Tabii adam gelince bize hizmet etmek için gelmiyor. Orduyla beraber müteahhitler de geliyor, iş adamları da geliyor. Politika esnafı da geliyor, misyonerler de geliyor. Yabancı mektepler açılıyor. Kesif bir taarruz başlıyor. Avrupa’yla kaynaşıyoruz. Burada tabii biz mağlup olacağız. Çünkü karşıdaki tilkidir. Hiçbir zaman anlayamayız, hiçbir zaman anlayamadık Avrupa’yı. Avrupa da bizi anlamadı. Anlamasına ihtiyaç yoktu çünkü. Avrupa bizi yemek istiyordu. Yiyeceğimiz hayvanı anlamaya mecbur değiliz. Balıkların, koyunların hissiyatını merak etmeyiz. Değil mi ya? Keseriz, yeriz. Onlar da bizi öyle, nasıl kesilir bu, ona bakacak. Avcının hayvanı tetkik ettiği gibi, bizi tetkik ediyor Avrupa. Bizi anlamak niyetinde değil, anlamak mecburiyetinde de değil.

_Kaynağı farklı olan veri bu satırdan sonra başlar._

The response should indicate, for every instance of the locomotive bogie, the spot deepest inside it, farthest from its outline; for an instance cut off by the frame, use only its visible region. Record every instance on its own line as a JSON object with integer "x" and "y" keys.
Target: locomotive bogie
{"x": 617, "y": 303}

Halbuki biz düşmanı dost telakki ediyoruz. Kucağımızı açıyoruz, mahrem dünyamıza sokuyoruz. Medeniyet bir bütündür, temelleri ortadan kalkınca, bina çökecektir, çöküyor: Fakat çöküş orduda başlamıştır. İlk batılılaşan müessese ordudur. İlk çürüyen ve ilk yok edilen bu ordu, Viyana’ya giden ordu değildir elbette. Avrupa bizi nereden yıkacağını, nasıl yıkacağını biliyor. Tek düşmanı hilafet müessesidir. Hilafeti yıktıktan sonra dava kazanılmıştır. Çok iyi biliyor ki, hilafeti dışardan yıkmak mümkün değildir. İçeriden kendi adamlarına yıktırıyor. Osmanlı’ya ihanet etmek için dışarıdan kuvvet kullanmak mümkün değildir. Kendi içinden adamlar bulmak, emellerimizi onlara tahakkuk ettirmek, yol bu.